Source : https://desarmons.net/index.php/2018/10/31/nenad-nikolic-tue-lors-dune-intervention-de-la-bri-a-villemomble-le-24-octobre-2018/

Répression des cités : Des volées de P.V. !
Museler la population par des pluies d’amendes, briser des vies professionnelles de jeunes hommes qui se retrouvent avec des dettes énormes auprès du Trésor Public, est une pratique courante des BAC et des BST dans les quartiers « à mater »... Les délits sont improuvables (déversement de liquide insalubre sur la voie publique / violation de l’interdiction de fumer dans un lieu public…) et sans verbalisation directe ! Autre spécialité : les « P.V. caniveaux », qui consiste à verbaliser une personne sans lui donner de récépissé, afin qu’elle ne puisse pas payer, avant de recevoir une amende majorée.

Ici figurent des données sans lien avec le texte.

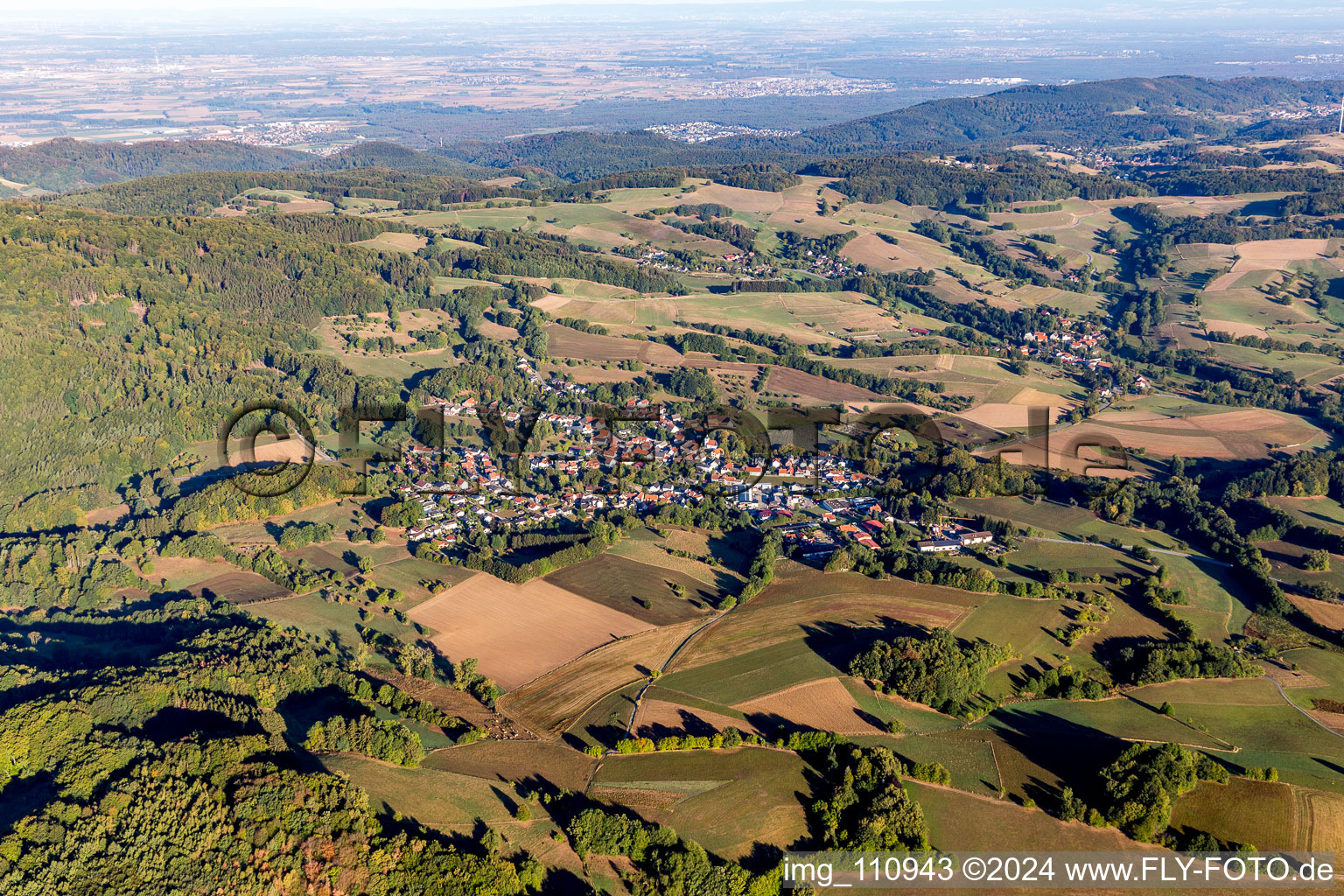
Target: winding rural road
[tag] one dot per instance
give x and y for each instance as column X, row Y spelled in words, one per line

Des expertises médicales pour disculper la police ?
L’immobilisation par pliage ou plaquage ventral tue par asphyxie. La justice s’évertue à trouver chez la victime une maladie pour disculper les forces de l’ordre. Dans les jours qui ont suivi la mort d’Ali Ziri, 69 ans, en 2009, et celle d’Adama Traoré, 24 ans, en 2016, le même médecin expert auprès du TGI de Pontoise avait déclaré ces 2 hommes atteints d’une « cardiomégalie », qui aurait été « potentiellement la cause directe de la mort. »
Dans le cas d’Ali Ziri, c’est cette malformation cardiaque retenue en balance avec une anoxie et des hématomes dûment constatés, qui a permis à la Cour de cassation de délivrer un non-lieu aux policiers.
Quant à Adama, il était mourant avant son interpellation par les gendarmes , explique un collège « d’experts ». Montage rétroactif ahurissant qui a permis aux gendarmes d’échapper à la mise en examen, finalement entendus comme simples témoins assistés.
Toutefois l’alibi de la cardiomégalie est apparu au grand jour et Maître Bouzrou, avocat de la famille Traoré a déposé une plainte contre cet « expert ».

De l’air ! De l’air ! Ouvrez les frontières !
Le 13 décembre, le TGI de Gap a déclaré les 7 de Briançon coupables d’aide à l’entrée sur le territoire d’une personne en situation irrégulière. Deux sont condamnés à 12 mois de prison, dont 4 ferme, les 5 autres à 6 mois de prison avec sursis. Tous ont fait savoir qu’ils feraient appel. La lourdeur des peines prononcées marque un tournant dangereux dans la répression des personnes solidaires.